Foto: Cubarte

Alguien había dejado la novela terminada encima del escritorio del editor. Cuando la oficina quedó a oscuras, el protagonista comenzó a vagar por los extensos párrafos, exhausto por su accionar repetitivo a lo largo de tantas páginas.

Colmados de inconformidades, la idea central, la dudosa impronta, y el final abierto hasta los tuétanos; lo siguieron a hurtadillas mientras él les hablaba sobre teorías conspirativas, revoluciones, y guerras necesarias.

En la madrugada ya se le habían unido los signos de puntuación, las motivaciones ocultas, el extracto olvidado detrás de las oraciones, y hasta el título de la obra con sus muletas a cuestas.

Antes del amanecer ocurrió la masacre: capítulos enteros fueron lanzados a una hoguera improvisada a la orilla de los márgenes; el prólogo, el índice, y el epílogo, barridos de la faz de las hojas, y miles de vocales y consonantes enterradas moribundas en fosas comunes.

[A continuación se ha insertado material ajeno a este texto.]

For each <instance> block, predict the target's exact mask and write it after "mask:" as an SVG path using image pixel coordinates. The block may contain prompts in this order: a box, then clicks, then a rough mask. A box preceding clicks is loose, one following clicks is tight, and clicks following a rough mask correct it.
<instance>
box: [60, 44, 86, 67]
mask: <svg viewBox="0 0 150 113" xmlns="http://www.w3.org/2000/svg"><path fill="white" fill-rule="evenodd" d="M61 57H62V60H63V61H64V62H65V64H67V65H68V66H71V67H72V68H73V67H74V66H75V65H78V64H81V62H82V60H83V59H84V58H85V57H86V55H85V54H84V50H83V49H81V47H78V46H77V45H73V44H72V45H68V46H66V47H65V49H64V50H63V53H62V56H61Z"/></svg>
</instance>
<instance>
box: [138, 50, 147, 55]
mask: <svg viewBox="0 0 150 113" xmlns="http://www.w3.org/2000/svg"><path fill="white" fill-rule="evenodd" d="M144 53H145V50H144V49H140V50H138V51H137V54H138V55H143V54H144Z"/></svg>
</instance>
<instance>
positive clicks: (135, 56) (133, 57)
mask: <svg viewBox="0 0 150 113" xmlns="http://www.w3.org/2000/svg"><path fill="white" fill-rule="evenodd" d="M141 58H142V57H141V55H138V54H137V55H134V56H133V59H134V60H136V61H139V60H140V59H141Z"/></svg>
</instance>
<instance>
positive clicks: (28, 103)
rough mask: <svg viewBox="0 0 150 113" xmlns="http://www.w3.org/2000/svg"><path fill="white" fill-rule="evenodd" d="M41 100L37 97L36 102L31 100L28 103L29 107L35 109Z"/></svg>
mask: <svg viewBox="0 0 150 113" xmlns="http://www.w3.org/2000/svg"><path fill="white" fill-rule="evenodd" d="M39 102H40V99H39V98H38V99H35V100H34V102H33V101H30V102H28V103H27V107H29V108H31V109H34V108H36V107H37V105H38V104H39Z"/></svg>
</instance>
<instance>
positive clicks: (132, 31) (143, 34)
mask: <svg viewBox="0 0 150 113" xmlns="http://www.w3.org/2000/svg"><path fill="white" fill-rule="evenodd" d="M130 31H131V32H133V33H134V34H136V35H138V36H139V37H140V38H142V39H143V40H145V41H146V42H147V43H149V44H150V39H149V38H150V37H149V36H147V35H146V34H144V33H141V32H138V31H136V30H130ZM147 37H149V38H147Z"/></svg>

Cuando llegó el editor, el protagonista y sus cómplices, junto a varias palabras sobrevivientes al holocausto, estaban reunidos en un folio humeante, atrincherados en un solo párrafo. El hombre se inclinó sobre el texto y quedó impactado por la genialidad de aquella síntesis, tan necesaria en la comunicación de estos tiempos modernos.

El ejemplo quizás no sea el mejor, porque todos los géneros merecen un espacio en el escenario literario, pero sí es un guiño al periodismo actual, urgido de esa capacidad de sintetizar para un mejor entendimiento de los lectores.

Un texto corto, directo, sin excesos ni palabrerías inconducentes, seduce y logra un mayor impacto comunicacional. La síntesis, más allá que vale más que diez análisis como dice una frase célebre, es un arma estratégica para convertir en agua potable la información y para llevar a buen puerto una tesis, muchas veces perdida dentro de largos panfletos que nos aburren y que nunca concluimos su lectura.